I wonder if there are some special system requirements for scanners which create PDF documents. We have an interesting phenomenon here: some scanned documents work fine with annotations and text functions and some are "rejected" by certain text functions. The function GetAllText seems to be especially "picky".
The command "Find" works sometimes even if GetAllText fails.
Attached are 2 sample PDFs, the one (scanned with a Canon scanner) works, the other one does not even allow the highlighting.
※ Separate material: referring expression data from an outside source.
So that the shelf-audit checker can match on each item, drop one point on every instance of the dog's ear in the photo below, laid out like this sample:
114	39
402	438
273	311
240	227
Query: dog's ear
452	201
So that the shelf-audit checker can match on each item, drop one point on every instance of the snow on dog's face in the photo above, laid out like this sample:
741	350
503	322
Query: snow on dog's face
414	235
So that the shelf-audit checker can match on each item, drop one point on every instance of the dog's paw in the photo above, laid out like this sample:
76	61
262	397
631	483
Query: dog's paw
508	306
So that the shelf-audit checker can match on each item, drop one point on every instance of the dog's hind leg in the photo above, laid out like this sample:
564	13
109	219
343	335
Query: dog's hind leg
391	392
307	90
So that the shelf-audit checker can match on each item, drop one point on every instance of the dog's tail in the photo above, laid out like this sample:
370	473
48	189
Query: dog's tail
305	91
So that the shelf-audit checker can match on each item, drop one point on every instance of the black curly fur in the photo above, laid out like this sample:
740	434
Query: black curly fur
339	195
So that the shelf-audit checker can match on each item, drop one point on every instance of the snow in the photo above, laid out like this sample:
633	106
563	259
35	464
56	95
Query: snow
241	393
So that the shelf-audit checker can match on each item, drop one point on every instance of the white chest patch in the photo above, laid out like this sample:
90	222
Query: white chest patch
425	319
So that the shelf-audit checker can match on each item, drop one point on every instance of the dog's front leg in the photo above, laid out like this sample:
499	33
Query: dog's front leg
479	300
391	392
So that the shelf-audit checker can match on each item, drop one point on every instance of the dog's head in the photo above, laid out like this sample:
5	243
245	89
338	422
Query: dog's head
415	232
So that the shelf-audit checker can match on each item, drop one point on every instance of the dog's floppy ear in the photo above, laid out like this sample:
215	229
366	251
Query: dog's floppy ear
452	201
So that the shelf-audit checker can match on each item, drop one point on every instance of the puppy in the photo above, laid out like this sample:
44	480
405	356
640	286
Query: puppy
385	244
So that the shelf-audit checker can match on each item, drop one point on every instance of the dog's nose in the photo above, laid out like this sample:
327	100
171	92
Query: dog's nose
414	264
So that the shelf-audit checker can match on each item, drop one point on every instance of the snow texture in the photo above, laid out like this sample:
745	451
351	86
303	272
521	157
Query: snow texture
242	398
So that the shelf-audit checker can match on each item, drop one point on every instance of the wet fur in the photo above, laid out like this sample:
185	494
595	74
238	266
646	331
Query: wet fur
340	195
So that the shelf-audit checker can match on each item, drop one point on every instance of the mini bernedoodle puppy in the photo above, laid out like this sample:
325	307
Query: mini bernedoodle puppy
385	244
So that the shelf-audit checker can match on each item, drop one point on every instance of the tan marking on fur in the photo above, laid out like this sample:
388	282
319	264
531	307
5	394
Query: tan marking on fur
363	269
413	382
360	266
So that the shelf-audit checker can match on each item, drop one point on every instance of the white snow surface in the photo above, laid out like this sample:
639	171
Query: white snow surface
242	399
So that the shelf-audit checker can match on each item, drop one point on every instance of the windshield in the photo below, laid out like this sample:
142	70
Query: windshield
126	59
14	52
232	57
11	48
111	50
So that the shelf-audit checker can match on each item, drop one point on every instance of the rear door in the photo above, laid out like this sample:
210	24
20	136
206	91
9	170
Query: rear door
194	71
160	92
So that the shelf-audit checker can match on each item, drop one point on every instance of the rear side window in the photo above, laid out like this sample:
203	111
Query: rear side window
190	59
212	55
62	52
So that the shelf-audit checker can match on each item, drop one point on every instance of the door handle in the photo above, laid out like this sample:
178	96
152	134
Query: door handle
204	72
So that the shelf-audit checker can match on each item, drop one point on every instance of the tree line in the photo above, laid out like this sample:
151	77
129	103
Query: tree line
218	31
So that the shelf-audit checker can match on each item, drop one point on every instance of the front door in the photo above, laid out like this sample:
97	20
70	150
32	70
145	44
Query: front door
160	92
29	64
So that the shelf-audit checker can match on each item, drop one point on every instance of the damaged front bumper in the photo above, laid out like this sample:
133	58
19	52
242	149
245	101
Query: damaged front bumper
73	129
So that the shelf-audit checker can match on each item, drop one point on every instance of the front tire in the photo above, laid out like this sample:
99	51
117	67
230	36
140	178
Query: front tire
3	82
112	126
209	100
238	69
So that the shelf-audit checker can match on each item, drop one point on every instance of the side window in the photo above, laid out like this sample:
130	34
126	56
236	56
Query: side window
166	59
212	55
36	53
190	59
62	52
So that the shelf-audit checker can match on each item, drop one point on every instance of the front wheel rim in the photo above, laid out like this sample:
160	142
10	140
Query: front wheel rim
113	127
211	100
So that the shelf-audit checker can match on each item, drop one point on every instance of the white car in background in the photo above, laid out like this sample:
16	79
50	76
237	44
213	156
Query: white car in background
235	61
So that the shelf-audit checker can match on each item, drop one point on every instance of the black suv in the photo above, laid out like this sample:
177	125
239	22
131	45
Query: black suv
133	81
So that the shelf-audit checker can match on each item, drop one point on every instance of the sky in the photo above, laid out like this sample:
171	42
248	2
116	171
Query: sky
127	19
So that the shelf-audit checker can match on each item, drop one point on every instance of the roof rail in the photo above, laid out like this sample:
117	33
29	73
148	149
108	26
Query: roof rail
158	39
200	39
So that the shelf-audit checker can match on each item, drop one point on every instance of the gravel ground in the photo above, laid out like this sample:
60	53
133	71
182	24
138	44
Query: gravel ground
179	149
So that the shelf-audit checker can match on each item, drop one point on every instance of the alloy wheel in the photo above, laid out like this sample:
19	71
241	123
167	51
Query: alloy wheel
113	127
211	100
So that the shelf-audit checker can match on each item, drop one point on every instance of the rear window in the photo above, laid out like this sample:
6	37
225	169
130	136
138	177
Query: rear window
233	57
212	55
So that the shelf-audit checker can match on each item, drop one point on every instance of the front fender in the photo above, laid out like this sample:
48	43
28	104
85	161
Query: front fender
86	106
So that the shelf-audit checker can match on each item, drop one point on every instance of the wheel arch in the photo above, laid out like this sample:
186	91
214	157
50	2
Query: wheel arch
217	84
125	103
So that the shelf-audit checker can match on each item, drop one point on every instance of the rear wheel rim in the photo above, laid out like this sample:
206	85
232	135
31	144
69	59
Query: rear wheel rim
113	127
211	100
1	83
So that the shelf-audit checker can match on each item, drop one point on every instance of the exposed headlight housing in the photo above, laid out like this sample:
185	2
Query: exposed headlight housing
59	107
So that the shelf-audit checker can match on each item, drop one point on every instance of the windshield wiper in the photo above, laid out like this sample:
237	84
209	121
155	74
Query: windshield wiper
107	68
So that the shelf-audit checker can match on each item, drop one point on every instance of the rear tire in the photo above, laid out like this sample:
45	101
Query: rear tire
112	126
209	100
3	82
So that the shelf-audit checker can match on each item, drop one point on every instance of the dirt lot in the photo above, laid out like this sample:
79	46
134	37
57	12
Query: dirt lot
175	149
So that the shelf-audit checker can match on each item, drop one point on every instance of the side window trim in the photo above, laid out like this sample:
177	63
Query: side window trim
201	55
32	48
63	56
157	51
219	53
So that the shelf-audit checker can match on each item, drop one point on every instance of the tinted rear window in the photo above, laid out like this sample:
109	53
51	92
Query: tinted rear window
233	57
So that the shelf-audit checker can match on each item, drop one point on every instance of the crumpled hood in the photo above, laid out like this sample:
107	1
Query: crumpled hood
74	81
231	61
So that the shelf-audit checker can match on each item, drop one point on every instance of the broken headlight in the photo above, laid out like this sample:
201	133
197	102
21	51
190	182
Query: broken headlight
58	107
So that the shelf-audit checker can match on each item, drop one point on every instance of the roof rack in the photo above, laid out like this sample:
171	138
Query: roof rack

It is clear to me that not all scanned documents can be processed correctly, but I need to know which ones, why, what are the limitations etc. in order to inform our customers.

Thanks,
Anton.
scannedFiles.ZIP
You do not have the required permissions to view the files attached to this post.
Corwin - Tracker Sup
User
Posts: 664
Joined: Tue Nov 14, 2006 12:23 pm

Re: Processing scanned PDF documents

Post by Corwin - Tracker Sup »

Hi Anton,

Actually scanning gives an image of a page without the possibility to select any text.

I suspect that when you scan to your Canon_DR_2580C.pdf it also uses some OCR (Optical Character Recognition) program provided which creates selectable text in those PDFs.

At this time we do not offer an OCR solution - though we have been working on our own OCR library for the past 4+ years - it is not available yet as a commercial release.